Once a lookup is obtained, a client can use it to retrieve handles to library symbols, either global variables or functions, using the lookup(String) method. This method returns a fresh LibraryLookup.Symbol, which is just a proxy for a memory address and a name.

For instance, the following code looks up the clang_getClangVersion function provided by the clang library:

LibraryLookup libclang = LibraryLookup.ofLibrary("clang");
LibraryLookup.Symbol clangVersion = libclang.lookup("clang_getClangVersion");

One crucial distinction between the library loading mechanism of the Foreign Linker API and that of JNI is that loaded JNI libraries are associated with a class loader. Furthermore, to preserve class loader integrity, the same JNI library cannot be loaded into more than one class loader. The foreign-function mechanism described here is more primitive: The Foreign Linker API allows clients to target native libraries directly, without any intervening JNI code. Crucially, Java objects are never passed to and from native code by the Foreign Linker API. Because of this, libraries loaded via LibraryLookup are not tied to any class loader and can be (re)loaded as many times as needed.

Foreign linker

The ForeignLinker interface is the foundation of the API’s foreign function support.

interface ForeignLinker {
    MethodHandle downcallHandle(LibraryLookup.Symbol func,
                                MethodType type,
                                FunctionDescriptor function);
    MemorySegment upcallStub(MethodHandle target,
                             FunctionDescriptor function);
}

This abstraction plays a dual role. First, for downcalls (e.g. calls from Java to native code), the downcallHandle method can be used to model native functions as plain MethodHandle objects.
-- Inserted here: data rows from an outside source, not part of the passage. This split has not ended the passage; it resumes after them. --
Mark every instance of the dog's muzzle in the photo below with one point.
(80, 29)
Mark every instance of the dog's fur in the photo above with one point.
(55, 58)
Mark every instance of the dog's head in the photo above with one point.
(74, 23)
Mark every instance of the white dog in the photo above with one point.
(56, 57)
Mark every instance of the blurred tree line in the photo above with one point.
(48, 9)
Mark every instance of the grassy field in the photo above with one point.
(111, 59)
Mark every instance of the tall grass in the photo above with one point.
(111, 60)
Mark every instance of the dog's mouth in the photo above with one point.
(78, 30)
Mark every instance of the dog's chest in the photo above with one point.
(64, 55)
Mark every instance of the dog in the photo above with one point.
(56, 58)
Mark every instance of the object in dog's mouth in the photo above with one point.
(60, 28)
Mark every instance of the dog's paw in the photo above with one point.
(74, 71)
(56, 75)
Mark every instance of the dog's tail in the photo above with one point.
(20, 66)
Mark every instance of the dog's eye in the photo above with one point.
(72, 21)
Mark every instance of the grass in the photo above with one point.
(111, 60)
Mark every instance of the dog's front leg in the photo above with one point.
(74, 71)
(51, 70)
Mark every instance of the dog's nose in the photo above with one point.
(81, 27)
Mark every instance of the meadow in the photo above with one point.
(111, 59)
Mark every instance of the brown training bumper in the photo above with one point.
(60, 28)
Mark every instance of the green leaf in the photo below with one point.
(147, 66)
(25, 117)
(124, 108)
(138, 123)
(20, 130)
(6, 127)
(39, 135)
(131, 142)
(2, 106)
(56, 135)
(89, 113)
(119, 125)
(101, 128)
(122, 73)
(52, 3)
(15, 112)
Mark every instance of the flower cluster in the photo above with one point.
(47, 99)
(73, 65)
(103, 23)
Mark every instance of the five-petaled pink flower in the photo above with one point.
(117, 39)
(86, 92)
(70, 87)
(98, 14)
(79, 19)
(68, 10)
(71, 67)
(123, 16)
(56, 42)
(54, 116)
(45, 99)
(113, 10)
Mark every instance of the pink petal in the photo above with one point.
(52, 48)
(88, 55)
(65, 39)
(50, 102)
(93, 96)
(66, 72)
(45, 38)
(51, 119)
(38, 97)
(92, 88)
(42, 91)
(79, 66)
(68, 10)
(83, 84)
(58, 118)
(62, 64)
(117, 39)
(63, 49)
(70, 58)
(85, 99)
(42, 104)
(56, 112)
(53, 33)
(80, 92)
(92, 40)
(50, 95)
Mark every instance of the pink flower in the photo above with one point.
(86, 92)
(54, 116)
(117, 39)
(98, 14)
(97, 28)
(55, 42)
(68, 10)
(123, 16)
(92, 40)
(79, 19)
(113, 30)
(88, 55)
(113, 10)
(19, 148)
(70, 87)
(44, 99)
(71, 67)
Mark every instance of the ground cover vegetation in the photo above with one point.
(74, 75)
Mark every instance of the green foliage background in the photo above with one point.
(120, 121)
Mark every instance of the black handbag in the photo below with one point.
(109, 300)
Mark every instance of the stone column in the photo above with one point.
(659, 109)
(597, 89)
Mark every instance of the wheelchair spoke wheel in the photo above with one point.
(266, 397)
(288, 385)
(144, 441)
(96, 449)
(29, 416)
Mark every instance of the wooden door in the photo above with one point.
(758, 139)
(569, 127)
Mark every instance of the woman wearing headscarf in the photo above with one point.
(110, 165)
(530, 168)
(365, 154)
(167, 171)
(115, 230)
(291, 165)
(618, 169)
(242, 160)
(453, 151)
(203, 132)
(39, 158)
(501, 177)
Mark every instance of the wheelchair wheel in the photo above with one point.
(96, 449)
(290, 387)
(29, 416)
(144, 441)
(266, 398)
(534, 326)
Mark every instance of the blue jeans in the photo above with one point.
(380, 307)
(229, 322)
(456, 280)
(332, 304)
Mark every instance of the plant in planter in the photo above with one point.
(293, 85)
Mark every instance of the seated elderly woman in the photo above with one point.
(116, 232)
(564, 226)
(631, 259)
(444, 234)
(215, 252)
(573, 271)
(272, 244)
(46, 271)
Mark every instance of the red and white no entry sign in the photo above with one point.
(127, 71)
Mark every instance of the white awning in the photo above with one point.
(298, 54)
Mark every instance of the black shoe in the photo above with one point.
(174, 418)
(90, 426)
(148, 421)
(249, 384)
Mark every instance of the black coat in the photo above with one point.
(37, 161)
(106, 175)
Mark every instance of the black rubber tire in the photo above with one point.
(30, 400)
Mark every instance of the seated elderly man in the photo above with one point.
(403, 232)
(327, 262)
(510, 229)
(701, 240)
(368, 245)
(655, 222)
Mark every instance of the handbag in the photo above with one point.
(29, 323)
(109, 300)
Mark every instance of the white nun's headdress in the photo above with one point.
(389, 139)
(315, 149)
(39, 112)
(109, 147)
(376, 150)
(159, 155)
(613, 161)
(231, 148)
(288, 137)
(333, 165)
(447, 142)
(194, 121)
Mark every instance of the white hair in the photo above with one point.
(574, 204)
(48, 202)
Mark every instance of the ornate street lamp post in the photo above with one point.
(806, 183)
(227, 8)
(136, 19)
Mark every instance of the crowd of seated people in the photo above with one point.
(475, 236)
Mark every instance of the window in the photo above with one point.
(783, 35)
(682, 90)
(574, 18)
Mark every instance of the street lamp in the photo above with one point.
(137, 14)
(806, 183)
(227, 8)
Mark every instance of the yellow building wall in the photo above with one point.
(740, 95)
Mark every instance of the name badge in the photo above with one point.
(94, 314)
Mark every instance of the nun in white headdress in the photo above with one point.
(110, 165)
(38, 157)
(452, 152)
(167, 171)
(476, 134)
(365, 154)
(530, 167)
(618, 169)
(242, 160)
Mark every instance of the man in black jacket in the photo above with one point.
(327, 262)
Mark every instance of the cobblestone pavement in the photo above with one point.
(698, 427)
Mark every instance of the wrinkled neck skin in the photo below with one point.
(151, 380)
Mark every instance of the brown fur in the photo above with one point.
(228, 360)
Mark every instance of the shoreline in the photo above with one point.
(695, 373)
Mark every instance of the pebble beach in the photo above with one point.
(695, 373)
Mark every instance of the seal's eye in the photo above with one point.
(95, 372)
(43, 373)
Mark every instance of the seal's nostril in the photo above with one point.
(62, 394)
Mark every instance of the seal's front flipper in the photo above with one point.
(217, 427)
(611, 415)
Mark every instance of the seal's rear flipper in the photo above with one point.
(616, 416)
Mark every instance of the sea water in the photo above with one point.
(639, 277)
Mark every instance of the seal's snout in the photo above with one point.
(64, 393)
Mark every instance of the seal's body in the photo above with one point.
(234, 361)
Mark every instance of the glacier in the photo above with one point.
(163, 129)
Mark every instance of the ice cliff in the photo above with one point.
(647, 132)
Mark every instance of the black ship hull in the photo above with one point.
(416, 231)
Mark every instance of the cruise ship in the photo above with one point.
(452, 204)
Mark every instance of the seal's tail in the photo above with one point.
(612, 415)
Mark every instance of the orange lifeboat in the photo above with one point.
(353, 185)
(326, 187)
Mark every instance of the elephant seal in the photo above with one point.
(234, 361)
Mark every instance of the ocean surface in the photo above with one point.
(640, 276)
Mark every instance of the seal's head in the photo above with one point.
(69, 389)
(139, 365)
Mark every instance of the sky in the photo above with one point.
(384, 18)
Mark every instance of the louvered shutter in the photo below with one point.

Second, for upcalls (e.g. calls from native back to Java code), the upcallStub method can be used to convert an existing MethodHandle (which might point to some Java method) into a MemorySegment, which can then be passed to a native function as a function pointer.

Both downcallHandle and upcallStub take a FunctionDescriptor instance, which is an aggregate of memory layouts which is used to describe the signature of a foreign function in full. The CSupport class defines many layout constants, one for each main C primitive type. These layouts can be combined using a FunctionDescriptor to describe the signature of a C function. For instance, we can model a C function taking a char* and returning a long with the following descriptor:

FunctionDescriptor func
    = FunctionDescriptor.of(CSupport.C_LONG, CSupport.C_POINTER);

The layouts in this example map to the layout appropriate to the underlying platform, so these layouts are platform dependent: C_LONG will, e.g., be a 32 bit value layout on Windows, but a 64-bit value on Linux. To target a specific platform, specific sets of platform-dependent layout constants are available (e.g., CSupport.Win64.C_LONG).
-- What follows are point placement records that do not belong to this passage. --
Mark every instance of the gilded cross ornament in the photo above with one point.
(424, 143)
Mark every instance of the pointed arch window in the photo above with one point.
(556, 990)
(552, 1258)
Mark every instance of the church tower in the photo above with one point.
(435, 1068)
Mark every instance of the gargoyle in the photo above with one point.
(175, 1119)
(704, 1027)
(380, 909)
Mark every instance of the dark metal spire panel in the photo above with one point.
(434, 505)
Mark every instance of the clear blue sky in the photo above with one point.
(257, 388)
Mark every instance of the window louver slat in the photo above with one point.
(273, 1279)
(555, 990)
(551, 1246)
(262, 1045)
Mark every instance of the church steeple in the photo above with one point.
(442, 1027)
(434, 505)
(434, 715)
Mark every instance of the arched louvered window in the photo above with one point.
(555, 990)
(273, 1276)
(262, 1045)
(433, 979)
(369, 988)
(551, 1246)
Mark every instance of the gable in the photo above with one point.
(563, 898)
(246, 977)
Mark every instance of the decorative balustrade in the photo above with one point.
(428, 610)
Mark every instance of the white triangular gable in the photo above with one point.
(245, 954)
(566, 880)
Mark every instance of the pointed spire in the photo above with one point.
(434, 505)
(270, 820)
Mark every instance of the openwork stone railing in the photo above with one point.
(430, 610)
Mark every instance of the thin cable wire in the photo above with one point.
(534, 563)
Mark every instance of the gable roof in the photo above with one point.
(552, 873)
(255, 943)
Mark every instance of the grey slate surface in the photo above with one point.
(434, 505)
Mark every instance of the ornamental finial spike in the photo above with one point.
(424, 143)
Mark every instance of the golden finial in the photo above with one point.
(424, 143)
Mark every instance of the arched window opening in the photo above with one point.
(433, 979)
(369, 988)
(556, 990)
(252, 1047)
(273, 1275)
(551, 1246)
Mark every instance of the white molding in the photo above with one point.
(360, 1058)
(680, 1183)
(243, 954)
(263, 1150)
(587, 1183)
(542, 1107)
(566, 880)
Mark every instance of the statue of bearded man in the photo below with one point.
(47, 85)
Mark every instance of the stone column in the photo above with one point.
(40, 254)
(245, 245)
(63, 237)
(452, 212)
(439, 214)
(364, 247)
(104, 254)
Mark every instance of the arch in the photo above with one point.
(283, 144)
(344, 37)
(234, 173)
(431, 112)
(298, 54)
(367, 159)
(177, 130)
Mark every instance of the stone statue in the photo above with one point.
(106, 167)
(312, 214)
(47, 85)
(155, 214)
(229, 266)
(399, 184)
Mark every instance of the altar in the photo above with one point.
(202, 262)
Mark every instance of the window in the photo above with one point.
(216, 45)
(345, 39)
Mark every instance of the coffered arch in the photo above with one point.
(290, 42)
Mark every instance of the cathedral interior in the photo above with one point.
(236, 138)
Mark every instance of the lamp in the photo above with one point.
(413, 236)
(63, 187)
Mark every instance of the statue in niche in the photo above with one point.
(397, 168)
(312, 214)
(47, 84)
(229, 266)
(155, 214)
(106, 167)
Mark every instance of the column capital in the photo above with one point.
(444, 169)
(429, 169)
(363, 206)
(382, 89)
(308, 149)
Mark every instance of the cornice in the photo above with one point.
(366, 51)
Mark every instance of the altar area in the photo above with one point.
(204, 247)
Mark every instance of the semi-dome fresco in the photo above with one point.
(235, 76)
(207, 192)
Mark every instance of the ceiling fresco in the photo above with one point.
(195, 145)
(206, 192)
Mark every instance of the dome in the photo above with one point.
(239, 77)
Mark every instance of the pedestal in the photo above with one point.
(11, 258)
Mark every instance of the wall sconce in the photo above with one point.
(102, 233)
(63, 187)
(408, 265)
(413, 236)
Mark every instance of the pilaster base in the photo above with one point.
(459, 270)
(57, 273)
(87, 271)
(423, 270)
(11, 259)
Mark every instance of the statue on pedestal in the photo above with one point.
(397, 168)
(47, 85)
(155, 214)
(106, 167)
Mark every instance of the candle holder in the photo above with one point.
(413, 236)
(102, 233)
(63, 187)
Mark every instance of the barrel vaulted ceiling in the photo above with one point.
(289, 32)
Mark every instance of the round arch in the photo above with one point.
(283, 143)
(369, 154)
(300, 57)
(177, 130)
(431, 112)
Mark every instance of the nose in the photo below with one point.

Layouts defined in the CSupport class are convenient, since they model the C types we want to work with. They also contain, via layout attributes, hidden pieces of information which the foreign linker uses in order to compute the calling sequence associated with a given function descriptor. For instance, the two C types int and float might share a similar memory layout (they are both 32-bit values), but are typically passed using different processor registers. The layout attributes attached to the C-specific layouts in the CSupport class ensure that arguments and return values are handled in the correct way.

Both downcallHandle and upcallStub also accept (either directly or indirectly) a MethodType instance. The method type describes the Java signatures that clients will use when interacting with the generated downcall handles or upcall stubs. Foreign-linker implementations (such as that returned by CSupport::getSystemLinker) typically constrain which layouts can be used with which Java carrier type. They can, e.g., enforce that the size of the Java carrier is equal to that of the corresponding layout, or ensure that certain layouts are associated with specific carriers. The mapping of primitive layouts to Java carriers can vary from one platform to another (e.g., C_LONG maps to long on Linux/x64, but to int on Windows), but pointer layouts (C_POINTER) are always associated with a MemoryAddress carrier and structs (whose layouts are defined by a GroupLayout) are always associated with a MemorySegment carrier.

Downcalls

Assume we want to call the following function defined in the standard C library:

size_t strlen(const char *s);

To do that, we have to:

Here's an example of how to do that:

MethodHandle strlen = CSupport.getSystemLinker().downcallHandle(
        LibraryLookup.ofDefault().lookup("strlen"),
        MethodType.methodType(long.class, MemoryAddress.class),
        FunctionDescriptor.of(C_LONG, C_POINTER)
    );

The strlen function is part of the standard C library, which is loaded with the VM, so we can just use the default lookup to look it up. The rest is pretty straightforward. The only tricky detail is how we model size_t — typically this type has the size of a pointer, so we can use C_LONG on Linux, but we would have to use C_LONGLONG on Windows. On the Java side, we model the size_t using a long and the pointer is modeled using a MemoryAddress parameter.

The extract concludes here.